The SIGLEC15 Gene is involved with antigen-specific T cells responses. Siglec-15 can be suppressed in cells that lack it. The immune system responds to antigens through suppressing the production T-cells. However, this suppressive function isn't limited to T-cells. It can also cause the contraction of T cell. SIGLEC15 suppressive activity is independent of B7-h2/PD-1 axis. This suggests that the two work in different ways.
Siglec-15, which is unlike other T cell receptors, has a sialyl-dependent function and may also regulate specific immune responses to cells. It recognizes a variety glycans and Sialyl Tn-containing molecules. These molecules are associated with specific cell types. Boster Bio's SIGLEC15 gene profil also provides insight into Siglec-15 role in immunity and pathogen clearance.

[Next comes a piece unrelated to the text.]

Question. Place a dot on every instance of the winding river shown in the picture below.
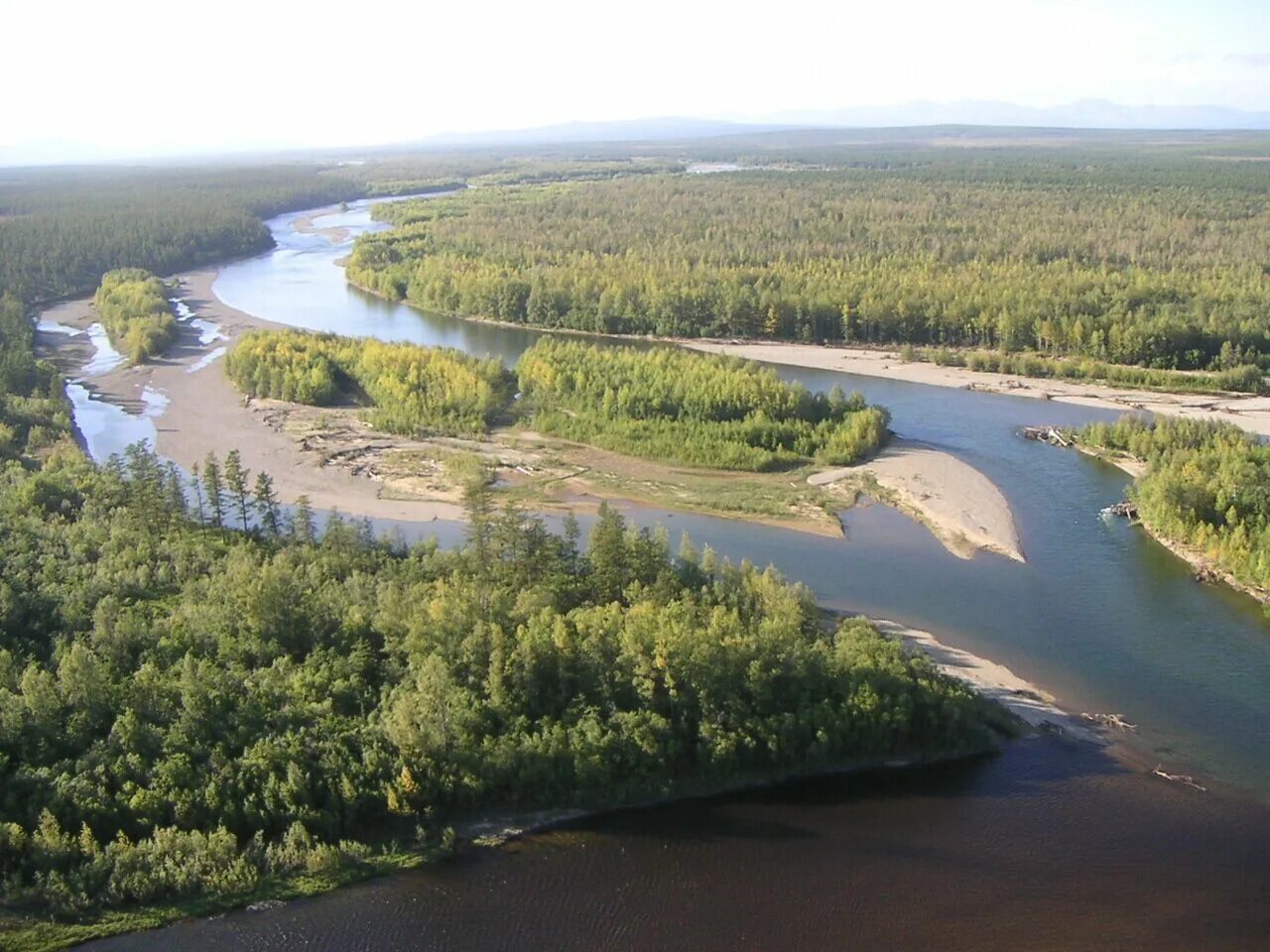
(1048, 846)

The gene is highly expressed in all types of human cancers. While Siglec-15 expression is most prevalent in colon, endometrial, thyroid, and bladder cancer, it is also upregulated in kidney and bladder cancer. Siglec-15 is associated with CD3E/IFNG, GZMA/GZMB and CD3E in human bladder cancer. The gene may be useful in disease-fighting activities even if it is not mutated by pathogens.

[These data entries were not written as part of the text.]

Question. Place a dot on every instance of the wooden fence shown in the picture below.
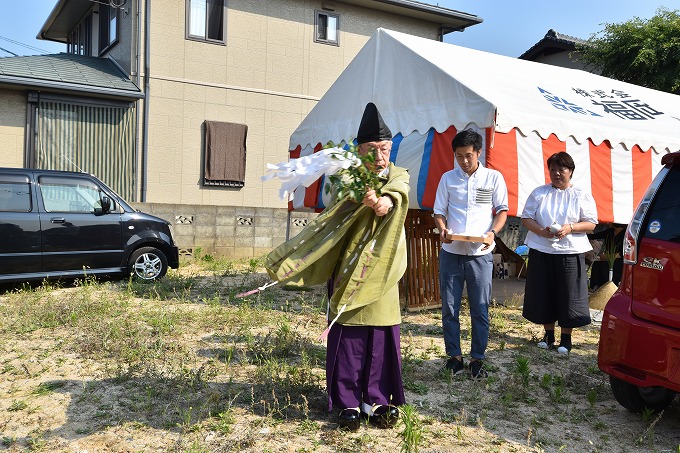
(420, 284)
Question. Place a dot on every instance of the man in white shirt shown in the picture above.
(471, 200)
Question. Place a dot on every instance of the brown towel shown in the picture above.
(225, 153)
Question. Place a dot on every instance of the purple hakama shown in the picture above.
(363, 365)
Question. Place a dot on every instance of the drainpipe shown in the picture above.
(145, 118)
(138, 55)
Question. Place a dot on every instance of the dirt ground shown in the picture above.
(55, 399)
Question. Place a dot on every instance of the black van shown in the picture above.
(64, 224)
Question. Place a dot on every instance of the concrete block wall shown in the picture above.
(227, 231)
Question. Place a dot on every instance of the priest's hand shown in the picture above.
(380, 205)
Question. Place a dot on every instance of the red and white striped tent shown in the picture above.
(426, 90)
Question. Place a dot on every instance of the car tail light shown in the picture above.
(630, 248)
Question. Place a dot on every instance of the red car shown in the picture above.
(640, 334)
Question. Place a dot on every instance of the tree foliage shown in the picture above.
(642, 52)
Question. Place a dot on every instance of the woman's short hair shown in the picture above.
(562, 159)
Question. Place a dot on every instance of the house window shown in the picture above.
(205, 20)
(108, 27)
(326, 27)
(225, 154)
(80, 39)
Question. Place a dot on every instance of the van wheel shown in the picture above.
(636, 399)
(148, 264)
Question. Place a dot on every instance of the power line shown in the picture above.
(24, 45)
(8, 51)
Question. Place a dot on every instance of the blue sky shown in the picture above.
(510, 27)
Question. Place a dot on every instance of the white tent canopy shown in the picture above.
(419, 84)
(427, 90)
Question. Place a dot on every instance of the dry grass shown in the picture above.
(184, 366)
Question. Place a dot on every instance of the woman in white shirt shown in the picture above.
(558, 217)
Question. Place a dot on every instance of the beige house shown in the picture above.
(218, 87)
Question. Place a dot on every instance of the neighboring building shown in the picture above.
(556, 49)
(225, 84)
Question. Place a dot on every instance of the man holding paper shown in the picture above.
(471, 200)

To measure the level of SIGLEC15 in peripheral blood cells, human CD14+ monocytes were incubated in the presence of 100 ng/ml M-CSF + IFN-g for 7 days. Siglec-15 mRNA levels were determined by RTPCR after seven days. Intra-sample normalization was done to GAPDH. The results were analysed using flow cytometry.
This study found that SIGLEC15 is upregulated selectively in human cancer cells and infiltrating macrophages and myeloid cells. This suppression appears to be dependent on IL-10 which can be produced both by myeloid and T cells. The gene is also rarely expressed in tumor-associated cells or mouse tumors. The authors report that siglec-15 expression doesn't affect B7-h2 expression.
In addition to osteoporosis, a number of other diseases are associated with Siglec-15. Recent studies have shown Siglec-15 could be used as a therapeutic target in osteoporosis. Takahata (and colleagues) have also reported that siglec-15 suppresses osteoclast differentiate in antigen induced arthritis mice, which is a model of Rheumatoid Arthritis.
PMID: 17483134 by Angata T., et al. Siglec-15: an immune system Siglec conserved throughout vertebrate evolution.